O mesmo ativismo que nos leva a apontar que, diferentemente do que dizem, o acesso aos antirretrovirais no Brasil não é universal, pois o diagnóstico tardio é altíssimo e ainda existem desabastecimentos ocasionais. Que nos leva a dizer que não existe política de prevenção adequada a um perfil de epidemia concentrada em certas populações, como os homossexuais, atualmente os maiores negligenciados de prevenção em aids no Brasil.

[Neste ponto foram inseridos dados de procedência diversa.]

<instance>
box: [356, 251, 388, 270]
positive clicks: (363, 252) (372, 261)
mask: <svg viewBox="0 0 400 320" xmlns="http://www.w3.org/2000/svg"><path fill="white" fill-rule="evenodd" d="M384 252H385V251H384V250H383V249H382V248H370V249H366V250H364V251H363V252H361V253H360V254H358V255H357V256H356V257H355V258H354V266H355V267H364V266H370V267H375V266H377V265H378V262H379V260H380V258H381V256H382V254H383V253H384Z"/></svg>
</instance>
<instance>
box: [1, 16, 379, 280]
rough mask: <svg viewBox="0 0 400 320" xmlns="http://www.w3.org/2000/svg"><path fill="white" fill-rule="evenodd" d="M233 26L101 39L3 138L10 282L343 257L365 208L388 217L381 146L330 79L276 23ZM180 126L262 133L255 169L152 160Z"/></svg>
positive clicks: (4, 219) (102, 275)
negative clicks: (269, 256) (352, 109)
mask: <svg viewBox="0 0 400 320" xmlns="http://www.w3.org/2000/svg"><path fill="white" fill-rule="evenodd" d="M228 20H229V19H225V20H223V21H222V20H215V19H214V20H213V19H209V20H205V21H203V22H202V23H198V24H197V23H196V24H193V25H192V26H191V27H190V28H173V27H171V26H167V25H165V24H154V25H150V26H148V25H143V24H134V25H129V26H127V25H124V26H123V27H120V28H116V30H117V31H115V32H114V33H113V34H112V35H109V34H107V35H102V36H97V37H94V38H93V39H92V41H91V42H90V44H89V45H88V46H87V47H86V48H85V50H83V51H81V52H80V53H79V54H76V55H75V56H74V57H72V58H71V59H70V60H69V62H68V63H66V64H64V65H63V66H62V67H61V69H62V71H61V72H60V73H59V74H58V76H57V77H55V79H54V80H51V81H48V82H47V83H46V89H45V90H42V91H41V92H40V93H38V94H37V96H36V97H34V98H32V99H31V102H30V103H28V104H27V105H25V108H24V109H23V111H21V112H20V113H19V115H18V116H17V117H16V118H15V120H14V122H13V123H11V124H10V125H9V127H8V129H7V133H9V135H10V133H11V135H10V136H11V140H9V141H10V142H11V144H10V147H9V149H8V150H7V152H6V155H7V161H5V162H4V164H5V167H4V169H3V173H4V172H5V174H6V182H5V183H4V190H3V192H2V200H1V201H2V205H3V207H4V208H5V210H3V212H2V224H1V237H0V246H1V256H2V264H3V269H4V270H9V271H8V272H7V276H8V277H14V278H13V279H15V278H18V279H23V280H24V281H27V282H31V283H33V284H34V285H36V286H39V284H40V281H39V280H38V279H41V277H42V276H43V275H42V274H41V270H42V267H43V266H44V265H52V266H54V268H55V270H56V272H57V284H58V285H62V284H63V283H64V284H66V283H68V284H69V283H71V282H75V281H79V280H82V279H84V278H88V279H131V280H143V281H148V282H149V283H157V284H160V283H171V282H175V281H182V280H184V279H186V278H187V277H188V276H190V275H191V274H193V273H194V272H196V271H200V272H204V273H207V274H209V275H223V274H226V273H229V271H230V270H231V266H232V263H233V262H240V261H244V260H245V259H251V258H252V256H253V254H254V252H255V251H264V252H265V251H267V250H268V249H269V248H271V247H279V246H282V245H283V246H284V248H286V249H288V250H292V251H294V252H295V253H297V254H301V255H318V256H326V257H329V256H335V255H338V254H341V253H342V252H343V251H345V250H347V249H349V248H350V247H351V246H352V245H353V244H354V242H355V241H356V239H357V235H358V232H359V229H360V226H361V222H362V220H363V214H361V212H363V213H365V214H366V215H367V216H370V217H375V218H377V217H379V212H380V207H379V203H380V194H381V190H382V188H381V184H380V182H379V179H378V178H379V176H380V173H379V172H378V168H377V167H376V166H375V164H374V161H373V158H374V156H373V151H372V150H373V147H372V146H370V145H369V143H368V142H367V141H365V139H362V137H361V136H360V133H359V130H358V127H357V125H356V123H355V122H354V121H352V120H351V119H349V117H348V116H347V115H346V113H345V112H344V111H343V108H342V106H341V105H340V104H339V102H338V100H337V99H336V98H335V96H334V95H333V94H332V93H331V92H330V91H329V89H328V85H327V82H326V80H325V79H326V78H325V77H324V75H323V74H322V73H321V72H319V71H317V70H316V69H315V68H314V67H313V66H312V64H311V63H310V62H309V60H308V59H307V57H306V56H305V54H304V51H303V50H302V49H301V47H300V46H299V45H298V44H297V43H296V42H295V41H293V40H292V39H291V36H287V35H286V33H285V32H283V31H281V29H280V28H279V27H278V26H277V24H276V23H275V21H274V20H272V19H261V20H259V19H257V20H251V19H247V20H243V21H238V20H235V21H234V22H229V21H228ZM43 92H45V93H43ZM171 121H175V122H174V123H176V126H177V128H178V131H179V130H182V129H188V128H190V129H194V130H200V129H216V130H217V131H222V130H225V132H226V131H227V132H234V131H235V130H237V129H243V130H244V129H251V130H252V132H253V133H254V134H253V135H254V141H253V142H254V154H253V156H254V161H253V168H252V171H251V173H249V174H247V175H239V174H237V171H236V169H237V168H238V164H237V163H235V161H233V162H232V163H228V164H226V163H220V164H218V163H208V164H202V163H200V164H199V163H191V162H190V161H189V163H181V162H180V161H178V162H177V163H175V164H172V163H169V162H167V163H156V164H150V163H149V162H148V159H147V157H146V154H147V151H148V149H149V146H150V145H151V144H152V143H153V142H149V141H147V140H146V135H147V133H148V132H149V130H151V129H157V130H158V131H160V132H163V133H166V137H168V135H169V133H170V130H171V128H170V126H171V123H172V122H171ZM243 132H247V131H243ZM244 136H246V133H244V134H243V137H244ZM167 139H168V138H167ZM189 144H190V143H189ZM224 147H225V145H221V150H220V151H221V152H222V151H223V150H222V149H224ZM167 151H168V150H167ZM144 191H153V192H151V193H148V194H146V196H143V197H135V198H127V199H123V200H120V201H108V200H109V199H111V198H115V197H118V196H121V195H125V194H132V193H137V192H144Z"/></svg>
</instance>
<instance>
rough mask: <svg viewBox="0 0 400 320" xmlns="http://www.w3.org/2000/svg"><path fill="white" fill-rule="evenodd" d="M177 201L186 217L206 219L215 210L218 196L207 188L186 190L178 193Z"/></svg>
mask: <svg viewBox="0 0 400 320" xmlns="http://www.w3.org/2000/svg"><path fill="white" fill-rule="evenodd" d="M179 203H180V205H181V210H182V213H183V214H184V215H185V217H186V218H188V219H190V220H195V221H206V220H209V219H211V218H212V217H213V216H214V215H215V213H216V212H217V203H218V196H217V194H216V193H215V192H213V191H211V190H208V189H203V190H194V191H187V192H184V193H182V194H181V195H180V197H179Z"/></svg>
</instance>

Hoje estão ameaçados princípios essenciais que forjaram o combate à aids no Brasil, que um dia chegou a quebrar barreiras e tabus. Essa ousadia necessária deu lugar a um programa sem vida, covarde, que promove autocensura, se alinha com forças retrógradas, como no caso recente da campanha dirigida aos gays.
Um programa que se debruça sobre glórias do passado e exibe uma real incapacidade , lentidão e perda da capacidade técnica e política . Não tem conseguido dar respostas à altura das novas dinâmicas e desafios da epidemia e a comunidade internacional passou a perceber isso.
Neste momento de grandes mudanças, com esperança concreta da cura e controle da aids, novas armas para prevenção, necessidade de ampliarmos a oferta de testagem e tratamento a todos os infectados, o Brasil está paralisado, com seus indicadores de mortalidade e de novas infecções pelo HIV estacionados. O programa brasileiro de aids parou no tempo e não é mais motivo de orgulho nacional.